The START load is given for safety. Once upon a time, manuals did NOT list COL as there loads were designed to cover all bullets of that weight, caliber, and construction.
USE the START load.
I NEVER pay attention to the manual's COL.

COL Note:

Per Ramshot (and all other reloading suppliers):
It is important to note that the SAAMI “COL” values are for the firearms and ammunition manufacturers industry and must
be seen as a guideline only.
The individual reloader is free to adjust this dimension to suit their particular firearm-component-weapon combination.
This parameter is determined by various dimensions such as
1) magazine length (space),
2) freebore-lead dimensions of
the barrel,
3) ogive or profile of the projectile and
4) position of cannelure or crimp groove.
• Always begin loading at the minimum "Start Load".

Your COL (OAL) is determined by your barrel and your gun and your magazine/cylinder.
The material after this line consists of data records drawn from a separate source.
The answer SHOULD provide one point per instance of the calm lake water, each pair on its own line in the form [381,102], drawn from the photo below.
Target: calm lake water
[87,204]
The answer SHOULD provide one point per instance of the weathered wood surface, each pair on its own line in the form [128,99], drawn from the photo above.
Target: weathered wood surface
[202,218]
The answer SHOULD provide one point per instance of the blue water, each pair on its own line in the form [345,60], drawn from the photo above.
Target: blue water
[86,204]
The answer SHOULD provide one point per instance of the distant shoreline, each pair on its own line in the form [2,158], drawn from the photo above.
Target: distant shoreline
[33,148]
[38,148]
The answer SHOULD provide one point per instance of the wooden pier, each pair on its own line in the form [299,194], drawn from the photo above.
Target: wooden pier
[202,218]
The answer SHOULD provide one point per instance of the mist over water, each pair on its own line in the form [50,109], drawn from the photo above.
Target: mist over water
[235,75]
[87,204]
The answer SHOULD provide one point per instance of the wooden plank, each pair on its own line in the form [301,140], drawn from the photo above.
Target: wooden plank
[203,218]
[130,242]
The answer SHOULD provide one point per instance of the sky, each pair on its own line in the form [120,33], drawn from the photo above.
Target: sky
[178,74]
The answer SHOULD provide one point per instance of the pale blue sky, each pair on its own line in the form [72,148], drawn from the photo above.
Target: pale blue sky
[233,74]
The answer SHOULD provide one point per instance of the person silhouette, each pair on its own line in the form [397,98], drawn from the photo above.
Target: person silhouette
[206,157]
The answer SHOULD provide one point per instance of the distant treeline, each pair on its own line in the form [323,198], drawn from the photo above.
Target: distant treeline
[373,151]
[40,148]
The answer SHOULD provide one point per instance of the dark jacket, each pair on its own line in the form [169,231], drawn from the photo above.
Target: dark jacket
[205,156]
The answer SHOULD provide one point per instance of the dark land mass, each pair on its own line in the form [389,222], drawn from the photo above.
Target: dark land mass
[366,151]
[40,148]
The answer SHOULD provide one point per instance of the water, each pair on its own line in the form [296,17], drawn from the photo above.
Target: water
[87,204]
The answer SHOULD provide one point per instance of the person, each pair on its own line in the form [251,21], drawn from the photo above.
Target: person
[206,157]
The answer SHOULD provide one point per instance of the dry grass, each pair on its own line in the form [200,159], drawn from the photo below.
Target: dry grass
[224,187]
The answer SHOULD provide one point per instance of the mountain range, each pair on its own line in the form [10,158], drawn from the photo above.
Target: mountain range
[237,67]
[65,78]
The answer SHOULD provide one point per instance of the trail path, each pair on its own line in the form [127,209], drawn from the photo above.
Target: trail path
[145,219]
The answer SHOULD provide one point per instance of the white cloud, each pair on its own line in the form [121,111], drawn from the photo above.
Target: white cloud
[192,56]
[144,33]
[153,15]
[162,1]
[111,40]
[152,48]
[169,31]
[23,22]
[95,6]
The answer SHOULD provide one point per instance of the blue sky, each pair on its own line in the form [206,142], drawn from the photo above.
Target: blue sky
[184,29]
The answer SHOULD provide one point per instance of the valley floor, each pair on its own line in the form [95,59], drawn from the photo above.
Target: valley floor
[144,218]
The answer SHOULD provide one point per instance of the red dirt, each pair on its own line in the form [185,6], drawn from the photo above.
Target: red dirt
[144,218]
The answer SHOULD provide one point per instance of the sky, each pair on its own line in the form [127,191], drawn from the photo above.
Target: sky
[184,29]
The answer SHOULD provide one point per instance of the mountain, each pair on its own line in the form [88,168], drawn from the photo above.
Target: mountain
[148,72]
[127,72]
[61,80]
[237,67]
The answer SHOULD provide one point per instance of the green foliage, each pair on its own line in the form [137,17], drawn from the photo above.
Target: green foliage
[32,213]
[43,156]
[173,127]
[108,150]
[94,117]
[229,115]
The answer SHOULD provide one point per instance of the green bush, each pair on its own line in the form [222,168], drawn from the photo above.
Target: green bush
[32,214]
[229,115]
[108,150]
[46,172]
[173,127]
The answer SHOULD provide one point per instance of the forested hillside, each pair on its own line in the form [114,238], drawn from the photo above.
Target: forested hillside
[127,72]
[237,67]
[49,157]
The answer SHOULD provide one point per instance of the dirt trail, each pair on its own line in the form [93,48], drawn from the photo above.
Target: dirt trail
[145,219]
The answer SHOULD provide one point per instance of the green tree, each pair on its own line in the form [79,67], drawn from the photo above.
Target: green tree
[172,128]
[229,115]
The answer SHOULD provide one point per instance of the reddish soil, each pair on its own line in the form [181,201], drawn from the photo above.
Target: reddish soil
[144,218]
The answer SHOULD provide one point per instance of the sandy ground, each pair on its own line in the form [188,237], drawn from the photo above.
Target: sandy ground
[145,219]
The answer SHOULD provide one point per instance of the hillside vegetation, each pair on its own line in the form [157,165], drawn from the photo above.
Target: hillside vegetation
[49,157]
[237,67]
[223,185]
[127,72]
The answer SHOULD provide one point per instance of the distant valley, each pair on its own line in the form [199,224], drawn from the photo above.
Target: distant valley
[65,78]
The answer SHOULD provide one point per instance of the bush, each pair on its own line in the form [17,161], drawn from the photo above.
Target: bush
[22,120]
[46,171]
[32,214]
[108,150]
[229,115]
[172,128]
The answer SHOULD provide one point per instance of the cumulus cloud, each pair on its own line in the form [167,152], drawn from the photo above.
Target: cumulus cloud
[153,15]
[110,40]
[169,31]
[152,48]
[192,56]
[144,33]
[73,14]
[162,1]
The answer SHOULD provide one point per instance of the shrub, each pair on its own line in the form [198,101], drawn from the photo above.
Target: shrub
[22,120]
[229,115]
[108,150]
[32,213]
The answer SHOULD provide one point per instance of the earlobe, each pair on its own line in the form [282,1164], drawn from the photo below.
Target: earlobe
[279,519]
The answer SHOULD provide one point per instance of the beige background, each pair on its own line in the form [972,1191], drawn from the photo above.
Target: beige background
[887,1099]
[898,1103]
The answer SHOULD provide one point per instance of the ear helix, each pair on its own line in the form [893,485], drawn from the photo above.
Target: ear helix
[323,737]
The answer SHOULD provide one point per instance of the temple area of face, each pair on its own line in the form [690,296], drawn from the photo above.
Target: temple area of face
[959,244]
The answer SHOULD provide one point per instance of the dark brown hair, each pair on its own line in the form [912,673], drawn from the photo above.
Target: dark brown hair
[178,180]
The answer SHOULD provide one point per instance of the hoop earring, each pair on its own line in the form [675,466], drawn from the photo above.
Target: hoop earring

What worked in a pressure barrel or in my gun may have little to do with what will work in your gun. Load a couple of dummy rounds (no powder and no primer) to the max. COL (OAL) and see if it fits your magazine, feeds in your gun, and chambers in your barrel.
Seat the bullet slightly deeper until you achieve all three of these goals. This is the COL (OAL) for you in your gun with that make of bullet.